Wang Yuhuan, deputy director of the office of the barrier-free construction leading team, said these technology-based services are not just available to people in Hangzhou, but nationwide, and the results can greatly push forward the realisation of common prosperity.

“These services and facilities encourage disadvantaged people — including those with disabilities, seniors, children and pregnant women — to step out of their homes, get involved in the community and make a contribution to creating a barrier-free society. They will be happy and mentally enriched after expanding their circle of friends,” he said.

The Hangzhou government said the city has 140,000 barrier-free facilities in hotel rooms, metro stations and some key public service areas. Moreover, 15,000 families in the city with members who are disabled and in poor financial condition have received assistance in installing barrier-free facilities.

The Hangzhou games epitomised China’s efforts and progress in respecting disabled people and developing courses for such athletes in recent years, experts said.

Majid Rashed, president of the Asian Paralympic Committee, commended the city’s efforts to improve the barrier-free environment to help competitors and disabled people.

He told a recent news briefing that Hangzhou took the 4th Asian Para Games as an opportunity to optimise barrier-free facilities, and the changes will be beneficial to the city and all its people.

To better facilitate the disabled and people in need of barrier-free services, governments at all levels nationwide have taken exploratory measures to promote legislative work on construction of such an environment.
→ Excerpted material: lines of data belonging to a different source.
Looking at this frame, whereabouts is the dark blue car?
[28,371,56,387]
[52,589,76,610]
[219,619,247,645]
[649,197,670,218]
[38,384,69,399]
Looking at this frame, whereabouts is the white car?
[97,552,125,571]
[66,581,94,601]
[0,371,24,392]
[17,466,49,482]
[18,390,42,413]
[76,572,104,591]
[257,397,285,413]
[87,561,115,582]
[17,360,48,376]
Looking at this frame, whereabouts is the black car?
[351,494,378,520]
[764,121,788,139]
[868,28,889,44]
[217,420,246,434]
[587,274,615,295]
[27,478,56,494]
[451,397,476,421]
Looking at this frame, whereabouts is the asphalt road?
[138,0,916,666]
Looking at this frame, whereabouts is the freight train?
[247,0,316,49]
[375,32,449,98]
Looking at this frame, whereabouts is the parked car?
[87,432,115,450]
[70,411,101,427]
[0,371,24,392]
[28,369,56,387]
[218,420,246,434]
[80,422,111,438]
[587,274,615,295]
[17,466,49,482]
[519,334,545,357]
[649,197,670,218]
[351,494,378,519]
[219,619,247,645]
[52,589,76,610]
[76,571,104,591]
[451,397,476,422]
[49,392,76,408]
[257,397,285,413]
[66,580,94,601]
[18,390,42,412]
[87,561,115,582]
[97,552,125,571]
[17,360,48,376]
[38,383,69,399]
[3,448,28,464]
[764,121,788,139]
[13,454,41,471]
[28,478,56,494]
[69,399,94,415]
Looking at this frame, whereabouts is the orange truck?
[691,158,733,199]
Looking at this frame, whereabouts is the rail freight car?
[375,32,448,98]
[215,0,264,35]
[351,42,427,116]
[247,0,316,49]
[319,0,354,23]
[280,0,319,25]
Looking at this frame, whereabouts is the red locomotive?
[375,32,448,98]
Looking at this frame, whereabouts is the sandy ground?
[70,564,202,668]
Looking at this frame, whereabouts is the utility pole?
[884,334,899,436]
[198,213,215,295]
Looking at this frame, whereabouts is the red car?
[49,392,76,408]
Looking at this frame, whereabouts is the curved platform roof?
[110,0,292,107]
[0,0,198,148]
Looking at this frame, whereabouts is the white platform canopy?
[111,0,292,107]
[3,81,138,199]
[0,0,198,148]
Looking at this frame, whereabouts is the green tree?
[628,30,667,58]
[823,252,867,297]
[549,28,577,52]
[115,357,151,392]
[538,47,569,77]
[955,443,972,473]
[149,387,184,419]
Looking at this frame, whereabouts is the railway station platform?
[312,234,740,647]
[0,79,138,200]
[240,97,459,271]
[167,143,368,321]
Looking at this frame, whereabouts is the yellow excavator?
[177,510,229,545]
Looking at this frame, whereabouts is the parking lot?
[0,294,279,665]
On Sept 1, China’s first barrier-free environment construction law took effect, ensuring that the work has a sound legal basis.

Lyu Shiming, vice-chairman of the China Disabled Persons’ Federation, told a recent conference in Wuhan, Hubei province, that the law’s launch was a landmark accomplishment and of great importance to the nation’s 85 million disabled people and 280 million seniors age 60 and older.

He said it will improve the construction quality of a barrier-free environment and living standards. It is also a positive response to China’s aging society as it offers solid support for the disabled and seniors, plus fairer, adequate and easier engagement in social activities.